By Rich Pollack
Minutes after being censured for violating bylaws, a member of the Boca Raton Airport Authority abruptly resigned, but not before raising questions about the salaries of airport staff, specifically the airport director.
Dave Freudenberg, a former Boca Raton City Council member wrapping up his two-year term on the authority, told other members he began looking closely at the authority’s budget when the federal government announced it might stop funding salaries for controllers at the airports tower.
Although the Federal Aviation Administration has reversed course and announced that it will fund tower operations at least until the end of September, Freudenberg said he still believes the public should know how much money the airport authority has and how that money is spent.
“I have a real concern about what’s going on behind the scenes,” Freudenberg said, after tendering his resignation at the end of the authority’s meeting last month. “I think it’s time we look behind the curtain.”
Freudenberg said he was specifically concerned with the salaries and benefits paid to the six full-time staff members. In the authority’s current budget, personnel expenses are listed at $1.2 million.
Salary records obtained by Freudenberg show that airport director Ken Day receives a salary of more than $218,000 a year, while all six of the authority’s employees are each paid more than $89,000.
“We have $1.2 million of employee expenses for six employees,” he said. “Stuart has $400,000 for five employees.”
According to Freudenberg, Day’s salary is above an $80,000 average salary for general aviation airport directors and more than the salary of the Palm Beach County’s airport director, who is responsible for Palm Beach International Airport and three smaller county airports.
Airport Authority members and staff countered Freudenberg’s concerns, defending the salaries and pointing out that no taxpayer dollars are used for employee compensation.
“I find the staff of this airport to be 100 percent efficient,” authority Chairman Frank Feiler said during the meeting. “I don’t feel they’re overpaid. I wish we would pay them more because the value of what they do enables us to have an operating budget of the size that we do.”
Feiler said that the airport staff deserves credit for operating the facility efficiently and effectively. “It is well run, well managed and well thought of,” he said.
The airport — which has more than 50,000 arrivals and departures every year — currently has an operating budget of $3.2 million and more than $6.5 million in reserves.
Janet Sherr, the airport’s director of landside operations, says Day deserves a lot of credit for building those reserves from $600,000 during his 13 years as director.
"The airport is running beautifully,” she said. “We have contained the noise problem, constructed a tower that is operating well and increased reserves to $6.5 million.”
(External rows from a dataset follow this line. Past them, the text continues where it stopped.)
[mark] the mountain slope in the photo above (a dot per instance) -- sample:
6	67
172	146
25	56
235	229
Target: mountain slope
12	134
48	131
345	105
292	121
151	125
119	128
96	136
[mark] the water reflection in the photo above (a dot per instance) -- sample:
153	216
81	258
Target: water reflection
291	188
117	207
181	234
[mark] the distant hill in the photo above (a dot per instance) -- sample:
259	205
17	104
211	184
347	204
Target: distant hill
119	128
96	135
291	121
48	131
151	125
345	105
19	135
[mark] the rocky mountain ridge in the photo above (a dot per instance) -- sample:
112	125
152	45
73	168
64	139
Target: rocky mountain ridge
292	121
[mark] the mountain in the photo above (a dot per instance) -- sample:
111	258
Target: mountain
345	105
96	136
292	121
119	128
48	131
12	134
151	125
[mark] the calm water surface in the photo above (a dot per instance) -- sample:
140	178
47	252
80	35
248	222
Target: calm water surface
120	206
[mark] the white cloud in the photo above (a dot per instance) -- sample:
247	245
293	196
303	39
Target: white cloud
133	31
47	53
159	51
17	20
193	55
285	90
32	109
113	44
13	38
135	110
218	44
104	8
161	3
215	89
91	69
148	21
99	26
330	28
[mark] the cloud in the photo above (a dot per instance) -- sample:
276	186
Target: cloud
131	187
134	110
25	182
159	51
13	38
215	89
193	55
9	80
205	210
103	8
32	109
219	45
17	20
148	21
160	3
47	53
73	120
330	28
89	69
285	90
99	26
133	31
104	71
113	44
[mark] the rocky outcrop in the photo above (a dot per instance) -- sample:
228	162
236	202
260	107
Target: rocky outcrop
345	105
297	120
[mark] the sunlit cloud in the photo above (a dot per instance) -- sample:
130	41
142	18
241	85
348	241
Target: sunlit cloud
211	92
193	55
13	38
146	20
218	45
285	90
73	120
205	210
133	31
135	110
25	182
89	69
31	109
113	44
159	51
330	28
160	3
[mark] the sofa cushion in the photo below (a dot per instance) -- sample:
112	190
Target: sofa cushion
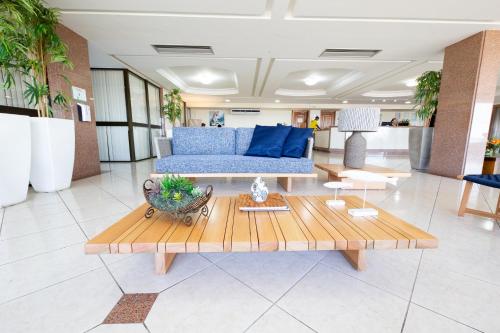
203	141
232	164
243	139
268	141
296	142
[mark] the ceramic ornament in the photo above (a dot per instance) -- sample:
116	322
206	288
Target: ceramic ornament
336	186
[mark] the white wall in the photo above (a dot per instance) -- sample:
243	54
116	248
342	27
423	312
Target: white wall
265	117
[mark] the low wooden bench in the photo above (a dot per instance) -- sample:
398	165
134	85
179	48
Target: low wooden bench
310	225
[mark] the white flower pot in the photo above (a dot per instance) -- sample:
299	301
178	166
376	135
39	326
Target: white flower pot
15	158
53	153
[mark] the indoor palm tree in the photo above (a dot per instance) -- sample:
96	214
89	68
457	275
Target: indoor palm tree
28	44
426	95
172	108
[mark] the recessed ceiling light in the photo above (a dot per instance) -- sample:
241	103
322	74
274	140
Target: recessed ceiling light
411	83
205	78
311	80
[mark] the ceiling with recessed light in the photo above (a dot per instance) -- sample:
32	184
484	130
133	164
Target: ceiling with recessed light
268	50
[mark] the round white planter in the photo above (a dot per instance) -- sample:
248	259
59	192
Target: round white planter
15	158
53	153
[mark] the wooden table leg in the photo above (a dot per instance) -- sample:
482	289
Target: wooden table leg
356	258
465	198
163	261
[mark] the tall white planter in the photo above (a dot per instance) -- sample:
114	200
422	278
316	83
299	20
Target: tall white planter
53	153
15	158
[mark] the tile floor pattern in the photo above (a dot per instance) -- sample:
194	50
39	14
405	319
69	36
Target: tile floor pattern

She said one reason for the airport’s strong financial position is its ability to generate revenue from non-aviation related sources. More than half of its revenue comes from rents paid by three businesses, the Cinemark Palace 20, City Furniture and Boomers! Boca Raton.
The remaining revenues come from rents to the two contracted operators at the airport — Boca Aviation and Signature Flight Support — and from a percentage of the fuel purchased by the operators.
Sherr said the airport has received state and federal dollars for capital improvements and for salaries for air traffic controllers. The authority, however, is prohibited from using that money for its staff salaries, she said.
Prior to his resignation, Freudenberg was the subject of complaints by staff members who said he was disruptive and abusive in demanding documents. An investigation by authority attorney Dawn Meyers concluded that Freudenberg had violated authority bylaws and a vote was taken to publicly censure him.
Prior to the censure and subsequent resignation, the Boca Raton City Council — which appoints Airport Authority members — had voted to fill Freudenberg’s expiring term with local attorney Mitch Fogel.